T-SQL : Data profiling in On-premise SQL Server / Azure SQL database
Introduction
In this post, let us see how we can do data profiling on On-premise SQL Server / Azure SQL database tables using T-SQL script.
Knowledge of the data is really important in all stages of data life cycle from developing a technical solution (building data model or data migration from legacy systems / raw data source) or till taking key business decisions based on the underlying processed data. To get good understanding of data and get familiarized with the data stored in the database, we need to have high level picture of data like how many unique values, count of occurrence of values in a column, count of missing values, length of string stored in a large text column, also few metadata information about the schema holding the data can be helpful sometimes to cope with environment where data changes constantly.

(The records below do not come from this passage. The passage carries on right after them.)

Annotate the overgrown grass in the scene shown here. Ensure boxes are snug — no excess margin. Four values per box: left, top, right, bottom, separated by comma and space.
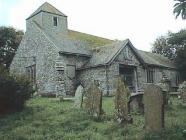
0, 97, 186, 140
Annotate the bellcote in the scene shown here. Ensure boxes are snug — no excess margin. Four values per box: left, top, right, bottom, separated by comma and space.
26, 2, 68, 34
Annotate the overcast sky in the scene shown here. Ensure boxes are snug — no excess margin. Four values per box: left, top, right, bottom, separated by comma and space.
0, 0, 186, 51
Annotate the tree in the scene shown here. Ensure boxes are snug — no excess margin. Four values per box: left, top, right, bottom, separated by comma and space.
0, 27, 24, 69
173, 0, 186, 19
152, 36, 176, 60
152, 29, 186, 80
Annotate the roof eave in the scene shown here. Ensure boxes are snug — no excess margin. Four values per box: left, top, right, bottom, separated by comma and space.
59, 51, 92, 58
26, 10, 67, 20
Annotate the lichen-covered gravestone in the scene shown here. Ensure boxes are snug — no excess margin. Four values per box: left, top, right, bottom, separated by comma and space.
178, 81, 186, 103
74, 85, 84, 108
85, 81, 102, 118
144, 84, 164, 132
115, 77, 132, 123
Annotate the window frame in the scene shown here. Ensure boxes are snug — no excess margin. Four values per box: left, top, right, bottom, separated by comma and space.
53, 17, 58, 27
146, 68, 155, 83
66, 64, 76, 79
25, 64, 36, 84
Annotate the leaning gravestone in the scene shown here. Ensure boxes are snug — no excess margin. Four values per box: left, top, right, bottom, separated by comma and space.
178, 81, 186, 103
115, 77, 132, 123
74, 85, 84, 108
85, 81, 102, 118
144, 84, 164, 132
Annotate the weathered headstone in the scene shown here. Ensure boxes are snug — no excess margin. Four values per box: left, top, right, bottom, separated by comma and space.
115, 77, 132, 123
144, 84, 164, 132
157, 77, 170, 105
74, 85, 84, 108
85, 81, 102, 118
178, 81, 186, 103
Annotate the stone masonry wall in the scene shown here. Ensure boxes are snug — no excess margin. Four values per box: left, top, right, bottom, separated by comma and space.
10, 23, 65, 94
77, 66, 107, 95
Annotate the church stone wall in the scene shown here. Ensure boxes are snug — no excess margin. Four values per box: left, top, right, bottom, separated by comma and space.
10, 23, 65, 94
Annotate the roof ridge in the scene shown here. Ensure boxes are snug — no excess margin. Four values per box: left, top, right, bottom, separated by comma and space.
26, 2, 66, 20
68, 29, 114, 41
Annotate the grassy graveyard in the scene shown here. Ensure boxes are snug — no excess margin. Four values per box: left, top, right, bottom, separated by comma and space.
0, 97, 186, 140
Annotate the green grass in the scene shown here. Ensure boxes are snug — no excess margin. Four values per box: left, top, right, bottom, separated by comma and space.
0, 97, 186, 140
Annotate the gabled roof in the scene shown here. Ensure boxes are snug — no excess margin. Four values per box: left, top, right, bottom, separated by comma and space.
80, 39, 176, 69
27, 2, 66, 20
138, 50, 176, 69
84, 39, 128, 68
68, 30, 114, 48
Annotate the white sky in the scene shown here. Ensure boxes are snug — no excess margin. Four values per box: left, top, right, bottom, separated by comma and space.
0, 0, 186, 51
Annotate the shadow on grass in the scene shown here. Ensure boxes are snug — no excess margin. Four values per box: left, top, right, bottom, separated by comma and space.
144, 126, 186, 140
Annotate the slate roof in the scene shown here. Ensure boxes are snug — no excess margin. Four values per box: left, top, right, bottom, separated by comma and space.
27, 2, 66, 19
68, 30, 114, 48
138, 50, 176, 68
47, 33, 91, 57
30, 16, 176, 69
84, 40, 128, 67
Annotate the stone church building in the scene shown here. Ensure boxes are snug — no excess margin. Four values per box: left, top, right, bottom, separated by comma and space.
10, 2, 178, 95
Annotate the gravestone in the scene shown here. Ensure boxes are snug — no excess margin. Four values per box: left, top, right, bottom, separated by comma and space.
115, 77, 132, 123
181, 87, 186, 103
85, 81, 102, 118
143, 84, 164, 132
74, 85, 84, 108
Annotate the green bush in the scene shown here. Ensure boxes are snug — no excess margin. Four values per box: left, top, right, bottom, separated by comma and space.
0, 66, 33, 113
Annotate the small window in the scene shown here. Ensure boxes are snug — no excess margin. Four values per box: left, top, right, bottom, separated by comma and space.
26, 65, 36, 84
176, 74, 180, 86
57, 70, 64, 81
53, 17, 58, 26
67, 65, 76, 79
147, 69, 154, 83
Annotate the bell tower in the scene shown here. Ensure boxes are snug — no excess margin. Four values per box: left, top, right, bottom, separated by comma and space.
26, 2, 68, 34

Data profiling provides below high level information about data:
- Number of rows and size of the data in the object, date for the most recent update of the data and the object schema
- Number of null records, distinct values for columns and data type of column
- Minimum, maximum values for numeric columns and check for existence of special characters, leading/trailing spaces for columns of string data type
Data Profiling with different Microsoft tools/products
Data profiling is the primary & key for any data related project and it is easily understandable by the users who manages the data. That's why Microsoft has introduced this feature everywhere now.
1) Azure Data Catalog
Azure Data Catalog is a fully managed cloud service. Data Catalog helps people discover, understand, and use data sources, and it helps organizations get more value from their existing data.
2) Azure Machine learning
In Azure ML studio, after selecting the data source right-click on it to visualize the data and decide on whether any data preparation steps are required.
3) Power BI
Data Profiling allows us to easily find issues with our data within the Power Query Editor
4) SSIS Data Profiling task and viewer
The Data Profiling task provides data profiling functionality inside the process of extracting, transforming, and loading data. Data Profiling task works only with data that is stored in SQL Server. It does not work with third-party or file-based data sources.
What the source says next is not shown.